The long-term health of radiologists and their autonomy regarding their practices are at stake here. This is only a trial run, and could be a harbinger of realignment in radiology. Given this and the recent debate over healthcare expenditure nationally, it is important for radiologists to realize that without proactive steps, it is almost inevitable that the field will be commoditized.
First and foremost, the ACR and its affiliated state societies need to be stronger in the protection of radiologists right to self-autonomy. As we know, the ACR is actively involved fighting self-referral, imaging overutilization, in-office imaging services, and protecting reimbursement and patient safety and quality. In addition, the ACR should be active in informing members regarding the perils of non-radiologist-led companies such as IA and NightHawk. The more members are aware of such companies, the more likely members would refrain from using or providing their services to these enterprises. It is in the best interest for radiology as a specialty, and therefore, each individual radiologist.
Second, and I cannot state this enough, radiologists need to provide 24/7 service to their hospitals through different means, such as internal call coverage or developing shared night coverage between local groups. Over the past several years, there has been an increasing reliance on services such as NightHawk to provide weekend and overnight coverage for radiologists. I hope radiology groups realize that by providing their own services, hospital administrators and patients will realize the importance of radiologists as valuable consulting physicians in their hospital.

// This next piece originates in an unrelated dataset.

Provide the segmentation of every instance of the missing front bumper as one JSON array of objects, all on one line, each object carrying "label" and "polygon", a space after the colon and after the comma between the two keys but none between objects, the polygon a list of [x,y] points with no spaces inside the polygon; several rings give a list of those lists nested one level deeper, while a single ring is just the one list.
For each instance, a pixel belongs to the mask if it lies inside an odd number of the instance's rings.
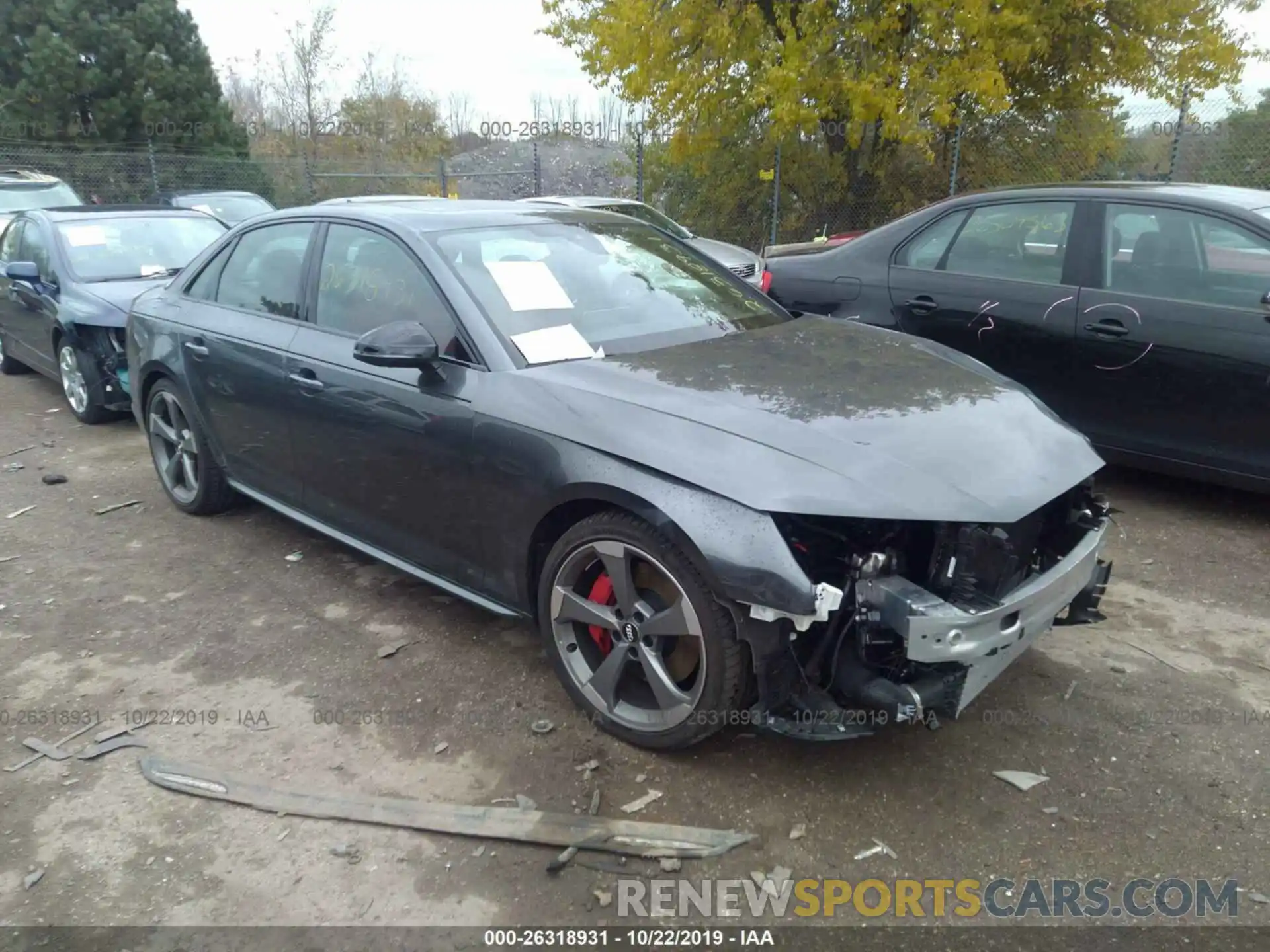
[{"label": "missing front bumper", "polygon": [[860,608],[904,642],[909,661],[932,670],[963,669],[952,710],[959,715],[1071,607],[1076,621],[1095,621],[1111,566],[1100,559],[1107,519],[1088,531],[1049,571],[1029,579],[991,609],[961,609],[899,576],[861,580]]}]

Third, radiologists need to be more involved in the medical community in their own setting. Radiologists should be more active in the medical staff activities, involve themselves in hospital committees, and have more communication with other clinicians for patient care. All radiologists must also be active in the political process to protect the specialty from outside forces.
Time will tell regarding the long-term result of the IA situation in Toledo, and its business model at large. The situation was chronicled in a recent Radiology Business Journal issue as well as in local media outlets. In addition, the situation has been hotly debated online, in the general radiology forums at Aunt Minnie and Dr. Dalai’s PACS blog.